Tab. 3: Performance of MASP, planning-based baselines and RL-based baselines with N = 5, 20 drones in OmniDrones. The backslash in Steps denotes the drones fail to reach 100% Success Rate in any episode.
Due to unstable communication or agent loss, we further consider scenarios where the team size decreases during an episode. With more goals than drones, some drones may need to first reach some goals and then adjust their plans to navigate towards the remaining goals. The Success Rate is defined as the ratio of the landmarks reached during the navigation to the total number of landmarks. We use "N1 ⇒ N2" to denote that an episode starts with N1 agents and switches to N2 after one-third of the total timesteps. The number of landmarks is N1. Since MASP is trained with a fixed team size, this setup presents a zero-shot generalization challenge. We use the MASP model trained with N=N1. For the Hungarian algorithm which centrally assign agents goals, we randomly select a subset of unreached goals matching the agent count at each global step. As RL baselines lack generalization in both network architecture and final performance, we compare MASP only with planning-based methods.
MPE: As shown in Tab. 4, compared to the setting with a fixed number of agents, the advantage of MASP becomes more apparent. MASP consumes around 47.87% fewer Steps than (H)RRT* and (H)Voronoi in the 50 ⇒ 20 scenario.
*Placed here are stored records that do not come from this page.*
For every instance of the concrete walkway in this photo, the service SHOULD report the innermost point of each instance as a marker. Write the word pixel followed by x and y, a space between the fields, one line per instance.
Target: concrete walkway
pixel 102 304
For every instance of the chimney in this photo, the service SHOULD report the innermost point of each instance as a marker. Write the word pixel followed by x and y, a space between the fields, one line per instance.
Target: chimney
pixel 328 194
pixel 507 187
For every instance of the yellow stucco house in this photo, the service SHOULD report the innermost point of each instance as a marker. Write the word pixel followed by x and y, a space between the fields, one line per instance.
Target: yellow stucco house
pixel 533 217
This indicates that using the Hungarian algorithm for goal assignment is more challenging for varying team sizes.
Tab. 4: Performance of MASP and planning-based baselines with a varying team size in MPE.
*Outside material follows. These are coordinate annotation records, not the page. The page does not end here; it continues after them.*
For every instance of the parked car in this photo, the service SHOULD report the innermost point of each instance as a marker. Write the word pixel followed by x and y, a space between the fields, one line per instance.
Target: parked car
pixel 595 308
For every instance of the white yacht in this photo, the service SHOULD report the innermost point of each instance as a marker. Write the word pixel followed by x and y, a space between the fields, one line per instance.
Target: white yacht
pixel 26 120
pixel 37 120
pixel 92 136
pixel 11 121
OmniDrones: Tab. 5 presents evaluation results for zero-shot generalization in OmniDrones. The planning-based baselines fail to reach a 100% Success Rate in any episode. This challenge stems from the absence of certain agents, therefore the remaining drones need to dynamically adjust their plans to reach more than one goal. This is particularly difficult in such a complex 3-D environment. Conversely, MASP maintains an average Success Rate of 94% due to its flexible and adaptive strategy.
Tab. 5: Performance of MASP and planning-based baselines with a varying team size in OmniDrones. The backslash in Steps denotes the drones can not reach the target 100% Success Rate in any episode.
To evaluate the execution efficiency, we compute the per-step time of baselines and MASP in MPE with 50 drones, excluding environmental execution time. In Tab.6, MASP is at least 3x more efficient than planning-based competitors. Especially compared to the best planning-based competitor, (H)RRT*, MASP's computation time is 32x faster than it. While MASP has a comparable execution efficiency to RL-based methods, it outperforms them in task performance.
Tab. 6: Average performance on the per-step time.